ToggleTalk takes a page from research on teaching non-native English-language learners. Using contrastive analysis, in which teachers focus on similarities and differences between how a student would say something in his or her native language and the new language, has been shown to boost ELLs’ language acquisition. The books for standard-English learners, or SELs, focus on five common linguistic differences that have been seen in multiple American dialects, including that used in the predominantly black communities of urban Flint and Detroit, where the books were developed.
“It’s about reframing it for the students: Standard [English] is associated with education, academics.

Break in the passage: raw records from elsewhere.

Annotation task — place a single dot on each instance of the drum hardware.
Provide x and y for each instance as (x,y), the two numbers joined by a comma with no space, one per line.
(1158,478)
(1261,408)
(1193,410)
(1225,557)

It’s formal language, and children can pretty quickly learn what’s formal and informal, like clothing for home and church.”
In 2013, the 7,000-student Flint Community Schools piloted the curriculum, finding that by the end of eight weeks, students had improved at recognizing dialects and academic English, and had started asking each other to “use your formal words” in math and other classes outside of the program. In addition, Ms. Craig said the students made gains in word decoding that were very close to statistically significant in a study with a small sample size. There was no comparison group for the pilot study.
Scaling Up
Based on that one small but promising case study (only 28 students participated in the program), Ventris Learning, based in Sun Prairie, Wisc., is scaling up the program to 10 districts in five states, with plans to expand nationally. Ms. Craig plans a study of the students in newly participating schools, both of how students learn to code-switch and how code-switching ability affects students’ progress in school.
“It’s another way to get at the black-white achievement gap,” she said, among students who speak different dialects, “by focusing on language skills in a positive, not a negative way.”